See All Evidence Sections
Orthostatic Hypotension

Whole-Body Vibration in Management of OH

Whole-body vibration (WBV) exercise is performed on a platform that generates vertical sinusoidal vibrations, stimulating muscle spindles and resulting in muscle contractions. The effect of WBV exercise on muscle activity is elicited through reflex muscle activation (Bongiovanni et al. 1990) and muscle twitch potentiation (Cochrane et al. 2010).

Author Year; Country
Research Design
Total Sample Size
Methods Outcome
Yarar-Fisher 2013; USA
RCT (matched)

Population: 11 men with SCI (mean age: 49±7 years; C4-T6; AIS A or B; ³1 year post-injury) and 10 able-bodied men age: 48±8 years.
Treatment: Randomly assigned to 30, 40 and 50 Hz synchronous-vertical whole body vibration (WBV) with an amplitude (peak to peak) of ≈2 mm on three separate days.
Outcome measures: Heart rate, mean arterial pressure (MAP), stroke volume, cardiac output, oxygen consumption (VO2), relative changes in oxygenated, deoxygenated and total heme groups.

  1. Both groups demonstrated small but significant increase in VO2, oxygenated heme and total heme groups; increases were larger in the SCI compared to the control group.
  2. Significant decrease in deoxygenated heme in the SCI group.
  3. No frequency effect was observed.
  4. WBV responses did not appear sufficient to induce cardiovascular benefits in the SCI group.
  5. WBV maintained mean arterial pressure levels above the pre-WBV standing values.

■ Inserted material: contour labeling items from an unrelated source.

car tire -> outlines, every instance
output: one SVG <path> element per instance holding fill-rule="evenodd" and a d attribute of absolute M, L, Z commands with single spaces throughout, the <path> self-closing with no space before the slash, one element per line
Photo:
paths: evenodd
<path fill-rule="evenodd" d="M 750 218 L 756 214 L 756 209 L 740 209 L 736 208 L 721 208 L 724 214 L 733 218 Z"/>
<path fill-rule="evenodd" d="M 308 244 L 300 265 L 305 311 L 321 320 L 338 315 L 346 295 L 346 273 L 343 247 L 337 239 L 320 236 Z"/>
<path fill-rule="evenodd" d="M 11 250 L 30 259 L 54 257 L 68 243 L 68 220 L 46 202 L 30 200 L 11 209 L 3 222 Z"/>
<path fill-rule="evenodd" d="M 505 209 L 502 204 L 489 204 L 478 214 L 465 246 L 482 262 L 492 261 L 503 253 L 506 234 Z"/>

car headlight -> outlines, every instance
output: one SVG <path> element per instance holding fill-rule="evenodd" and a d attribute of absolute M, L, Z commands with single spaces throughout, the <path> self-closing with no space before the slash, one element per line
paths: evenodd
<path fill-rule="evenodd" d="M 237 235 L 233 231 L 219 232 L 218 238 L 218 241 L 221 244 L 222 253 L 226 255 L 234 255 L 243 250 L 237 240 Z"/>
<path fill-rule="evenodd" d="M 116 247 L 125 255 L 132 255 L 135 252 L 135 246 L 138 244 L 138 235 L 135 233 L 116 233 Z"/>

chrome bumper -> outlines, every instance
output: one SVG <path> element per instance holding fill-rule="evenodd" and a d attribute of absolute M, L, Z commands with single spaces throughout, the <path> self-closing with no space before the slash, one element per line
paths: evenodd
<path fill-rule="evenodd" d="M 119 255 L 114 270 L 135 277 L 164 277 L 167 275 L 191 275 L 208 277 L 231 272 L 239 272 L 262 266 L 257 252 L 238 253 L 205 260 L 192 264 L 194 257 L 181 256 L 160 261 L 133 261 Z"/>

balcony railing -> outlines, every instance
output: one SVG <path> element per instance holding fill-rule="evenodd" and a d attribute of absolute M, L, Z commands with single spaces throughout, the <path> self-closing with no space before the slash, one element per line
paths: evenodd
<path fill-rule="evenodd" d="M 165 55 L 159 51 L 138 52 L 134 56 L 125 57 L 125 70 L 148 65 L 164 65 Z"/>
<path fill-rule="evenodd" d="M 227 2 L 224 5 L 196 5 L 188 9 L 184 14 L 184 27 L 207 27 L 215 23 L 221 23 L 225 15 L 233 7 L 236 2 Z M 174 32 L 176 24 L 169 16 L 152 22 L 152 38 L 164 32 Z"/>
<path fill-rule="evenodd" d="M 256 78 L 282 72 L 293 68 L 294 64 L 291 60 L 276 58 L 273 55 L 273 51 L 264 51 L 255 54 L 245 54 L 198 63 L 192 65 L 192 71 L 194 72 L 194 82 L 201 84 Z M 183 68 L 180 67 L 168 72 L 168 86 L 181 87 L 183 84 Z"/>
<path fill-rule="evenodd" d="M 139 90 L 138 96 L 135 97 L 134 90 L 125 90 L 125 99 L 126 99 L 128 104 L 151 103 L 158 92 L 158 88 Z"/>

There is one RCT (n=21) by Yarar-Fisher et al. (2013) examined the effect of whole-body vibration (WBV) on blood pressure while standing, and found that lower limb peripheral blood flow improved post-WBV. However, the clinical application of WBV in preventing orthostatic hypotension has not yet been studied.


There is level 1 evidence (Yarar-Fisher et al. 2013) that whole-body vibration increases standing mean arterial pressure in individuals with SCI.